Текст книги "Легенда о Побратиме Смерти"
Автор книги: Дэвид Геммел
Жанр: Боевое фэнтези, Фэнтези
сообщить о неприемлемом содержимом
Текущая страница: 8 (всего у книги 21 страниц)
На тропе показалась золотисто-рыжая пума с тремя детенышами. Носта набрал в грудь воздуха и сосредоточился.
Эти скалы – часть тела Богов Камня и Воды, и я един с ними.
Пума осторожно приблизилась, нюхая воздух. Убедившись, что ее выводку ничего не грозит, она подошла к пруду, а котята побежали за ней. Последний прыгнул на спину второму, и они стали возиться. Мать пила, не обращая на них внимания. Она была тощая, с клочковатой шкурой. Напившись вдоволь, пума отошла в тень и легла рядом с Носта-ханом. Котята прибежали, чтобы пососать ее. Один влез на голые колени старика и улегся там, положив голову ему на бедро.

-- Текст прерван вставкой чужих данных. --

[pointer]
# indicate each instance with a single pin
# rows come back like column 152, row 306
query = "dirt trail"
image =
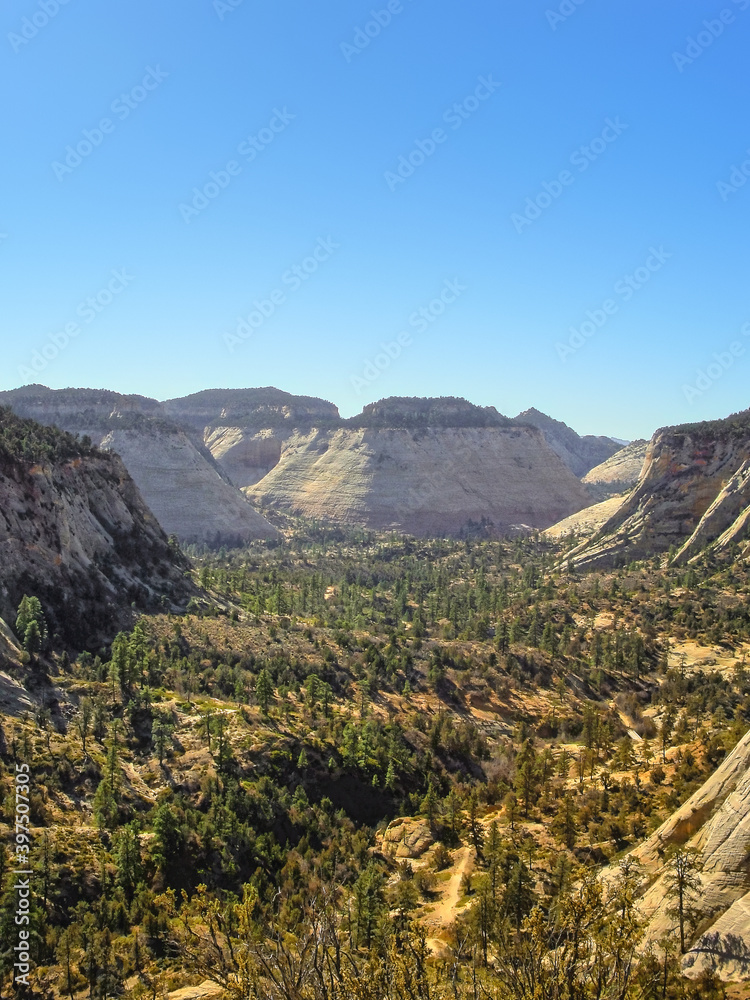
column 444, row 912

Шаман положил руку на широкую голову пумы. Она не шелохнулась. Он отправил свой дух парить высоко над холмами, над балками и оврагами. Меньше чем в миле к востоку паслось семейство окпи, диких горных коз с короткими загнутыми рогами: самец, три самки и несколько детенышей. Вернувшись в свое тело, Носта мысленно коснулся пумы. Она подняла голову и раздула ноздри. Она не могла учуять запах на таком расстоянии – ветер дул ей навстречу, – но шаман вселил ей в голову видение окпи. Пума поднялась, расшвыряв детенышей, и помчалась прочь. Котята, помешкав немного, заскулили и побежали за ней.
Если удача ей улыбнется, она поест.
Носта ждал. Всадники должны прибыть сюда через час. Он представил себе воина, его широкое плоское лицо и холодный глубокий взор. Если бы всеми южанами было так же легко управлять, подумал шаман, вспомнив их духовную встречу в трактире. С той же легкостью Носта опутал стрелка из арбалета, внушив ему послать стрелу в готирского бойца. Шаман с удовольствием вспомнил полет стрелы, глухой удар и ужас стрелка, когда тот понял, что натворил.
Нити сплетаются на славу, но ему еще ткать и ткать. Носта-хан, дав отдых уму и телу, задремал на пригреве.
Но вот появились двое всадников. Шаман набрал воздуха и сосредоточился, как прежде с пумой. Он был скалой – вечной, непоколебимой, подвластной разве что долгой работе ветра. Передовой всадник – высокий стройный молодой человек со светлыми волосами, одетый в красивые шелка, – ловко спешился и придержал поводья, не пуская серого мерина к воде.
– Погоди немного, мой хороший, – ласково сказал он коню. – Сначала надо остыть.
Второй путник, чернобородый воин, перекинул ногу через седло и спрыгнул. Его лошадь была стара и сильно утомлена. Положив топор наземь, Друсс расседлал кобылу. Вся в мыле, она тяжело дышала. Друсс обтер ее тряпицей и привязал рядом с мерином в жидкой тени на восточной стороне пруда. Светловолосый разделся, вытряхнул пыль из одежды и аккуратно сложил ее. Тело у него было белое, как слоновая кость, нежное и мягкое. Этот не воин, подумал Носта-хан, когда молодой человек нырнул в пруд. Друсс, взяв топор, прошел туда, где сидел Носта-хан, набрал в ладони воды и напился, а после поплескал себе на волосы и бороду.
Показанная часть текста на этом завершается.